Reflections from Identiverse: Why Security Needs Operational Efficiency

Written by
Janos Matyas
Published on
June 9, 2025

Reflections from Identiverse: Why Security Needs Operational Efficiency

Security is not just about stopping threats, it’s about doing so in a way that doesn't disrupt or burden operations. As enterprises scale, the pressure to reduce costs while improving security grows. This makes operational efficiency not a luxury, but a mandate. At Identiverse 2025, one takeaway became crystal clear: both identity administrators and network administrators are hungry for a unified way to solve identity and access not just for humans, but for systems, services, and AI agents. That convergence is where true transformation lies.

Aligning on Identity: Google and Riptides, Different Paths

One of the standout talks for me was by Uttam Ramesh from Google: Zero Trust Networking with Managed Workload Identities. Conceptually, there are strong similarities between what Google is doing and our vision at Riptides. Both approaches align on using SPIFFE as the protocol for securely issuing and consuming workload identities. SPIFFE provides the foundation to federate trust across cloud providers, on-prem environments, and organizational boundaries.

But our technical approaches differ: Google’s solution is centered around sidecars, proxies, and load balancers—while Riptides operates entirely from the Linux kernel. At Riptides, we’ve taken it one step further by embedding OPA (Open Policy Agent) directly into the kernel, letting us make inline decisions about what identity to assign to a connection based on metadata provided from user space. This gives us full visibility and policy control without needing to divert traffic to userland proxies.

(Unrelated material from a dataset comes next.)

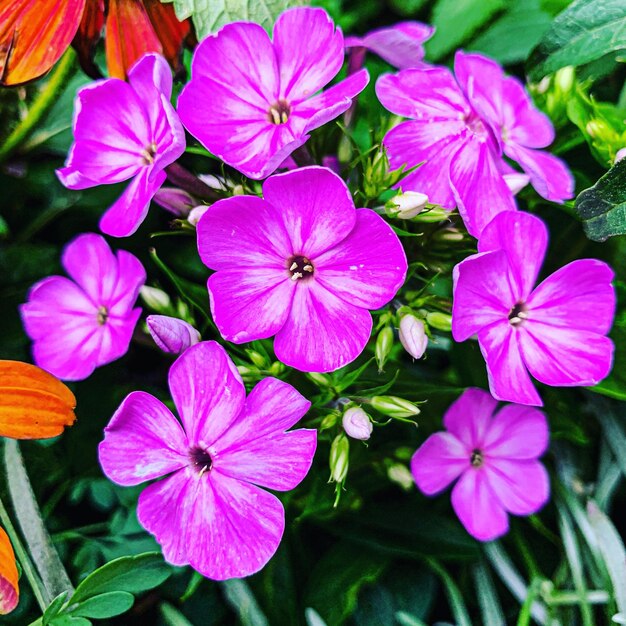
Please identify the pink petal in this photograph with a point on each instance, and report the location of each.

Historically, Google has been one of the few companies consistently driving innovation through thoughtful research and open publication of new technology paradigms. The Zero Trust model is no exception. Their continued work in this area sets a clear direction for the industry and aligns closely with our belief that identity driven access should be at the core of modern infrastructure.

Industry Gaps and the Case for Active Security

From the vantage point of Identiverse, it’s clear the industry still has work to do in how it talks about and handles non-human identities (NHIs).

Mislabeling Credentials as Identities

The term non-human identity is often misleading. What many refer to as NHIs are really just credentials—API keys, service accounts, IAM roles—that float untethered from the workloads they represent. At Riptides, we believe this model is fundamentally broken. Identities should be tightly bound to workloads. When credentials exist in isolation, they become vulnerable to misuse and provide no assurance about whoor what is using them. We believe identity must originate from and be inseparable from the workload itself.

At Riptides, our mantra is simple: kill credentials entirely—because true security starts when identity is no longer something you store, share, or manage.

Underutilization of SPIFFE

Despite being an open standard purpose built for this challenge, SPIFFE remains underused across the industry. We see no better mechanism today to assign identities to workloads. SPIFFE provides the consistency, interoperability, and trust federation capabilities required to operate across cloud providers, on-prem environments, and organizational boundaries. Riptides is fully committed to SPIFFE—not just as an implementation detail, but as the foundation for identity in distributed systems.

From Passive Posture to Active Enforcement

Most solutions showcased at Identiverse focused on governance, compliance, and posture management. These are critical capabilities—but they are reactive by nature. Discovering a leaked credential is useful, but by then, the window for exploitation may have already passed. Worse, you often can’t even tell when or where it was used.

Riptides takes an active approach: by operating in the kernel, we observe and enforce identity at the network layer, in real time. All workload-to-workload communication passes through the kernel, giving us complete visibility and control. This allows us to build a dynamic, realtime inventory of active identities, without requiring invasive access to your cloud accounts or SaaS providers.

AI Agent Security is Still Workload Security

AI agent security dominated much of the conversation at Identiverse, and while it’s an important topic, we feel it’s often overhyped.

In particular, when it comes to connection security between MCP servers, orchestration tools, and agent-to-agent (A2A) systems, the foundational building blocks already exist. There is no need to reinvent the wheel. Well established mechanisms as mutual TLS, identity aware and conditional routing, workload bound credentials, and fine-grained authorization are more than capable of securing these connections when applied correctly. The challenge isn’t inventing new protocols, but using existing standards like SPIFFE, TLS, and OPA properly and consistently.

We’ll be covering our specific approach to AI workload security in an upcoming post.

Looking Ahead

At Riptides, we’re committed to this vision. We believe that operational efficiency and security can go hand-in-hand. Our identity fabric delivers strong, workload-bound identities using a proven and mature foundation: x.509 certificates, SPIFFE, and in-kernel policy enforcement. We’re here to cut cost, reduce risk, and bring clarity to the complex landscape of non-human identities—at wire speed.